NEW volunteers have been joining the West Somerset Food Cupboard (WSFC) as it continues to cope with rising demand.
A charity event hosted by the Rotary Club of Minehead and an invitation by the Church of All Saints, in Wootton Courtenay, saw several people step forward to join the team.
The food cupboard gave out 125 emergency food parcels in September, taking the total this year to 1,093, compared with 865 at the same time last year, representing a 26 per cent increase.
New collection points continue to be opened across the district with one in Minehead’s Co-op store and another starting on November 1 in Allerford Post Office and Shop.
Operations manager Ali Sanderson said many local groups, churches, and organisations were donating Harvest Festival produce and proceeds to the food cupboard.
She said: “We are very grateful for this opportunity to stock the shelves up for the winter months ahead.”
Among the recent support received was that from Butlin’s, which sent food from its on-site supermarket when the holiday centre was flooded, for it to be shared rather than wasted.

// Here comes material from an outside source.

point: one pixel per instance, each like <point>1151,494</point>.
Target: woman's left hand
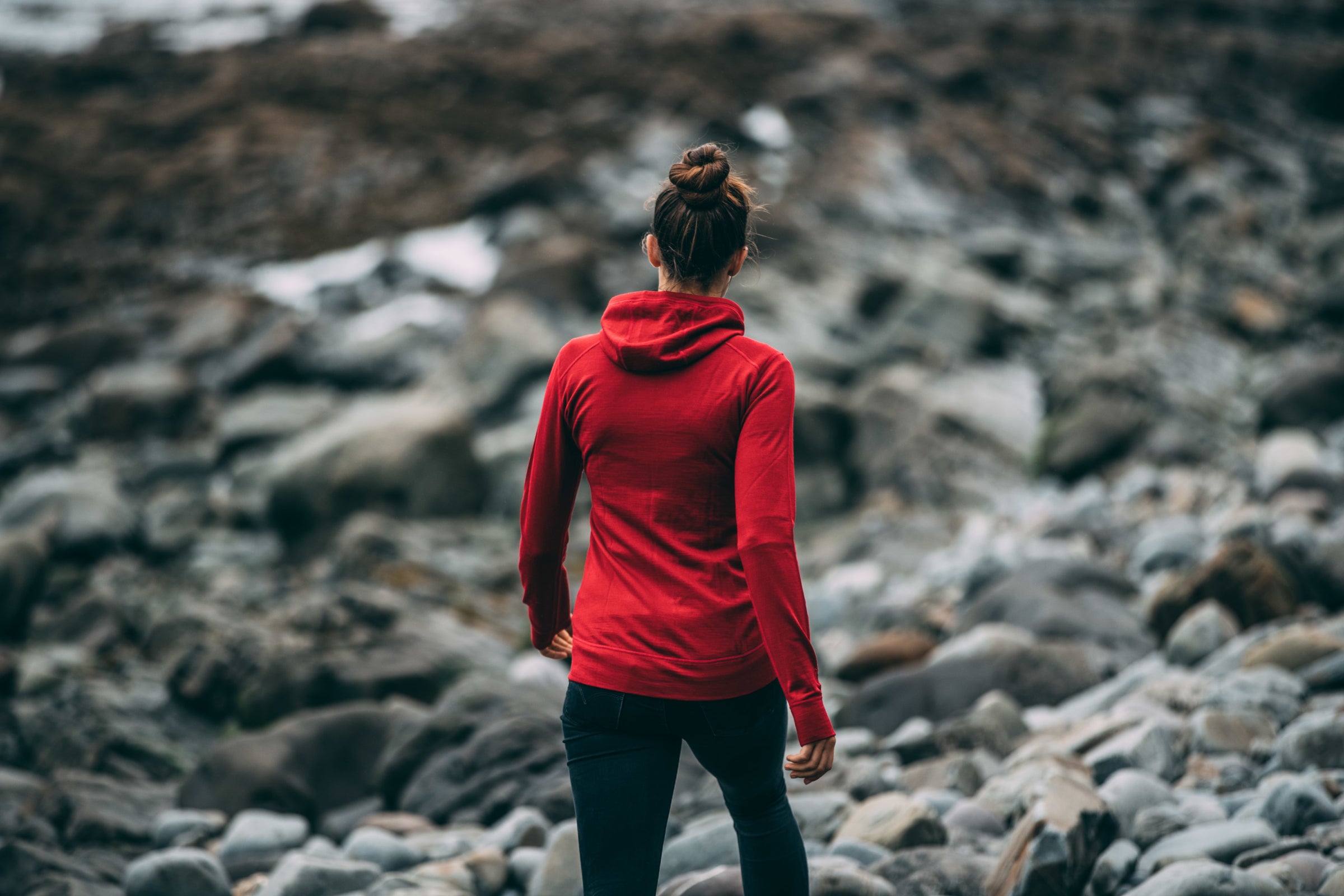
<point>812,760</point>
<point>562,645</point>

Ms Sanderson said the food cupboard was also grateful to all the local growers and producers who routinely shared their produce with the Local Pantry which operated from Alcombe Parish Church on Tuesdays.
She said Marshfield allotment growers were the latest suppliers to join.
Apples ‘of every kind’ had recently been shared out by the pantry, including the ‘Merchant of Ilminster’ variety grown in Porlock.
Ms Sanderson said Fareshare South West, which delivered supermarket surplus every Tuesday morning, had calculated that since the pantry network started two years ago in Somerset, 115 tonnes of good supermarket surplus food had been diverted from landfill to local dinner tables in the county.
The pantry membership was still at capacity, but there was a rolling programme of six months per household and a waiting list for those waiting to join the project, with details of how to do so available here.